In open circuit mills, coarse material passes through the system once, often producing various particle size distributions and thus residue variation. Process Perfecter, with its predictive capabilities, anticipates cement residue variations caused by measurable process disturbances.
It continuously updates its predictions based on the internal models of future behaviour, process interdependencies and actual performance. In this way, says Pavilion, it can integrate the diverse and conflicting aspects of the grinding process and perform actions to meet Golden Bay's quality and efficiency objectives.
By combining recent historical process conditions with expected future performance in this way, Process Perfecter makes decisions like an experienced operator. But with Perfecter, the combinations and levels of actions under Golden Bay's control are automatically applied to the mill process, maximising the plant's operational efficiency.
This, in Pavilion's view, provides a significant advantage over less sophisticated technologies, which rely purely on past and current conditions without forecasting future performance or evaluating the inter-relationships between process parameters.
Process Perfecter was implemented in just four weeks on mill six and immediately began delivering a significant return on investment. The mill showed a 3% increase in throughput and a 50% reduction in residue variation. More significantly, perhaps, the software also enabled Golden Bay to realise another key goal - fully automatic control of its mill.
Confident of Perfecter's performance, the company shifted its control paradigm from 'open loop' advisory control on just residue, to full closed-loop control. This means the solution is continuously improving and driving the process to achieve its goals each day of production. Golden Bay's operations manager, David Walker, says: 'We are delighted that Pavilion's APC solution is delivering to our expectations with a return on investment of less than year.'
SIDEBAR: Experts in cement 'auto-piloting'
Such is the claim made by ABB for the latest version (Version 4) of its OptimizeIT Expert Optimizer advanced control system. The system is in effect the next generation of the established expert-system based LINKman solution and builds on years of experience in providing advanced control for the cement industry - experience that embraces worldwide installations on more than 170 kilns and 70 mills.

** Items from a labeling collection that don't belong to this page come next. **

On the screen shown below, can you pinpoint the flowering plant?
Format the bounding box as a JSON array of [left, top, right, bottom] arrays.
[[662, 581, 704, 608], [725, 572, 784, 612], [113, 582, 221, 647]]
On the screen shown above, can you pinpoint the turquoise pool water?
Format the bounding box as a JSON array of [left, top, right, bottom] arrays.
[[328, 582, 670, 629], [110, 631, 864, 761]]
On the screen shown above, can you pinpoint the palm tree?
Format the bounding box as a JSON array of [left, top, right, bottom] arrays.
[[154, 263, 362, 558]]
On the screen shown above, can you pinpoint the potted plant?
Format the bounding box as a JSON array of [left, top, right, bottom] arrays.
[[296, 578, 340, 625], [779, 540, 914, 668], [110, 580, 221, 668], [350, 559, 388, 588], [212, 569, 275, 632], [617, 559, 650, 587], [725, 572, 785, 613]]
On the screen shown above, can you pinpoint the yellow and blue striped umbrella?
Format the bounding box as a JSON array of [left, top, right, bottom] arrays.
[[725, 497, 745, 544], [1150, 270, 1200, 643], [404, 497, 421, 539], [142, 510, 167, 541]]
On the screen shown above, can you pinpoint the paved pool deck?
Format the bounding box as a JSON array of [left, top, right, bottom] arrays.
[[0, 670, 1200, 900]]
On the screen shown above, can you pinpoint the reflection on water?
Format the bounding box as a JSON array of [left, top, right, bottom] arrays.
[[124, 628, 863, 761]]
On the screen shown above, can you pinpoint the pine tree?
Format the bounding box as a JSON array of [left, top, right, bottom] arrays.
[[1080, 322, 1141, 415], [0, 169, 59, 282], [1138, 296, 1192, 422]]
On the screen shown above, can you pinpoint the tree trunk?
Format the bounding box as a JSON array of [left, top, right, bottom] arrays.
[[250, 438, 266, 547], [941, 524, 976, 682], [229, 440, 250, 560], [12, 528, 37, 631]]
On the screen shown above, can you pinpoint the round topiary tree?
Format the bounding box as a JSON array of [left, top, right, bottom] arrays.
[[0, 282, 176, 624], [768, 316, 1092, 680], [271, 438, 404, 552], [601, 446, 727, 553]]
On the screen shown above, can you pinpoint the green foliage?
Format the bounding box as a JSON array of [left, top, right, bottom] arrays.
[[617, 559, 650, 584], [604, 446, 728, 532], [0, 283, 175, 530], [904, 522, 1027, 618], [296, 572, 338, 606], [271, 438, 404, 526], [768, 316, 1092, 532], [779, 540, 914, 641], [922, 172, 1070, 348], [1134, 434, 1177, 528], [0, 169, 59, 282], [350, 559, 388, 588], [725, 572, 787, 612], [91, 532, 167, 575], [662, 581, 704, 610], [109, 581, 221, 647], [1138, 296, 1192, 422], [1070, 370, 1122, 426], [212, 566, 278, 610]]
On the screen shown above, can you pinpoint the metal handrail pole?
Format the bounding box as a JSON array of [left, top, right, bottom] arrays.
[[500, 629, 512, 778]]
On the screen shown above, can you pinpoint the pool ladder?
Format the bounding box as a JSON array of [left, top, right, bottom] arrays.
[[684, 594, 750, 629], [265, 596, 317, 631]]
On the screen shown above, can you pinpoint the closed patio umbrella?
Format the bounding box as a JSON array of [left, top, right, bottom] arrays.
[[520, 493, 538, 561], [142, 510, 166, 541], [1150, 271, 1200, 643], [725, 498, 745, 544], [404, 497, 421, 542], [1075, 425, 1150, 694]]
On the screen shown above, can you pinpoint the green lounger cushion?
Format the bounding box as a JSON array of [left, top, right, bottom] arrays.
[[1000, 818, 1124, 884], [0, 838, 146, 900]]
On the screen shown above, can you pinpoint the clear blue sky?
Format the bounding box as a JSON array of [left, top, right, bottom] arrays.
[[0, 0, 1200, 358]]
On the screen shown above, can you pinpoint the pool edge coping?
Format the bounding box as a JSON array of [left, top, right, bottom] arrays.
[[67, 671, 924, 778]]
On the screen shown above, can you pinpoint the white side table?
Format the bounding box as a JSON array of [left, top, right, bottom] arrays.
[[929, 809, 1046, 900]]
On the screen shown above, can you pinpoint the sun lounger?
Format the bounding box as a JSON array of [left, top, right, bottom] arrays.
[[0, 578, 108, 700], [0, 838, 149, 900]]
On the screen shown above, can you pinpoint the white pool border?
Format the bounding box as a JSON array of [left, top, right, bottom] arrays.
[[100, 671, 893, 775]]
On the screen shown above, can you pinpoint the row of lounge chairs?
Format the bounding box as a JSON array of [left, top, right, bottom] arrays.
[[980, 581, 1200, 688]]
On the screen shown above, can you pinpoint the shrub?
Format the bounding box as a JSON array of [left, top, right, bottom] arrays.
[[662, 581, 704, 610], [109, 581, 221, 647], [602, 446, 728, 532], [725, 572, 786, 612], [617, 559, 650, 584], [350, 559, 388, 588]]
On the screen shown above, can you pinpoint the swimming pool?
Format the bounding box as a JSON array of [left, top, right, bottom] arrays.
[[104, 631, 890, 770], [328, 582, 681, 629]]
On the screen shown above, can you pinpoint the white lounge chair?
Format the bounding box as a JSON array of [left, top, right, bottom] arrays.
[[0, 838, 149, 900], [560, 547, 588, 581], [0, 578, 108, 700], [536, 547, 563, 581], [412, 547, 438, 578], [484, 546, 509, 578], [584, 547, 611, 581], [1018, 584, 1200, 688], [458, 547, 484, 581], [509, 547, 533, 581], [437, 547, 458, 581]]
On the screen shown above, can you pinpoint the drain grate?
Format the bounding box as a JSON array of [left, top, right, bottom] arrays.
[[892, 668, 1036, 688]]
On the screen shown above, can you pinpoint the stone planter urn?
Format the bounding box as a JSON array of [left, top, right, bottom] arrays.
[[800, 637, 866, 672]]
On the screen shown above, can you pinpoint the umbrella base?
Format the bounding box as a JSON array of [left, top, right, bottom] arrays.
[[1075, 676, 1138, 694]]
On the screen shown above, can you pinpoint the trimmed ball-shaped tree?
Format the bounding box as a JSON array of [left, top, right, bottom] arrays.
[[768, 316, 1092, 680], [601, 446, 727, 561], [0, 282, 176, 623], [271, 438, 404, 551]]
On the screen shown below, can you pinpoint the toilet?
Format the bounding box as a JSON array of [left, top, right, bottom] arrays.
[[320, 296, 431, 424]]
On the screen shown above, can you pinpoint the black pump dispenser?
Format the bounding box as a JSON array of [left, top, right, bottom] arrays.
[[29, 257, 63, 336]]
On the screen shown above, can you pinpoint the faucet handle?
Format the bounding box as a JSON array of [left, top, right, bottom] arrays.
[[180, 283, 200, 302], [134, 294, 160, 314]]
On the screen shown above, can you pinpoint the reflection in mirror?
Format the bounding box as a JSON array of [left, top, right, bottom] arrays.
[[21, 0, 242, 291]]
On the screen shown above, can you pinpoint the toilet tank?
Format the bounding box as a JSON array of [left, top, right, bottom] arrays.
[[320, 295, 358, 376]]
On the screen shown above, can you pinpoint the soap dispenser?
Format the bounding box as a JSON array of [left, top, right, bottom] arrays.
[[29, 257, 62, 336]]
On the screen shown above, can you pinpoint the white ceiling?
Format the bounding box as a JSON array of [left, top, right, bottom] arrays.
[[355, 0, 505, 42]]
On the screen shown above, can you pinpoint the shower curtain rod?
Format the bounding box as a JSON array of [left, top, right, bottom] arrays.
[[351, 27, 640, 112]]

Introduced last year, Version 4 incorporates a new set of process control modules alongside enhanced versions of the existing optimising tools and a 'Neuro-Fuzzy' module. A common user interface now offers seamless interoperability with other ABB IndustrialIT products and systems. Increased profit for the manufacturer, says ABB, stems from greater productivity, optimised control of waste fuels, longer refractory life, and lower grinding costs as a consequence of reduced over-burning of clinker.
The system was developed in close cooperation with several ABB customers to ensure it would meet the real, day-to-day needs of the industry. 'Our impressions are very good,' says Krit Bunnag of Thailand's Siam Cement Industry.
'Expert Optimizer is very user-friendly, with a clear flow of data that makes it easy to understand.' Siam Cement has installed the system on lines 4 and 5 of its Kaeng Khoi plant with the expectation of increasing average output from existing kilns by between 100 and 150tonnes per line per day.
Holcim was equally impressed. Dr Moser, plant manager of Holcim Altkirch in France, which had used LINKman Version 3 for five years, ran his plant on 'auto-pilot' 97% of the time during tests on Expert Optimizer.